On Nov 22, 2017, at 5:05 PM, Doug McIlroy <doug(a)cs.dartmouth.edu> wrote:
Steve's program was good, but the dictionary isn't an ideal source
for real text, which abounds in proper names and terms of art.
It also has a lot of rare words that don't pull their weight in
a spell checker, and some attractive nuisances, especially obscure
short words from Scots, botany, etc, which are more likely to
arise in everyday text as typos than by intent. Given the basic
success of Steve's program, I undertook to make a more useful
spelling list, along with more vigorous affix stripping (and a
stop list to avert associated traps, e.g. "presenation" =
pre+senate+ion"). That has been described in Bentley's "Programming
Pearls" and in
http://www.cs.dartmouth.edu/~doug/spell.pdf.

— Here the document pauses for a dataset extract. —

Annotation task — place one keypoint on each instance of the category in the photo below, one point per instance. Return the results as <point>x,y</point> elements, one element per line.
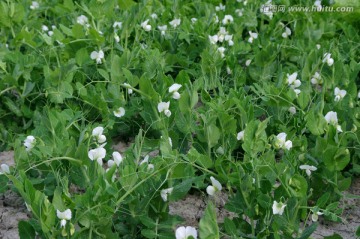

This is quite interesting to me. A while ago I looked into building a spell
checker for Gujarati (a Sanskrit based language) and found it to be a
complicated affair -- words can have multiple suffixes since the Guj.
equivalents of from/to/in/ etc prepositions are tacked on at the end of
a word. But the same endings can also appear in normal words. And
there are other complications.... Even though the language is phonetic,
mistakes of using the wrong form of long/short vowel signs are common.
After reading your paper I am tempted to revive the effort.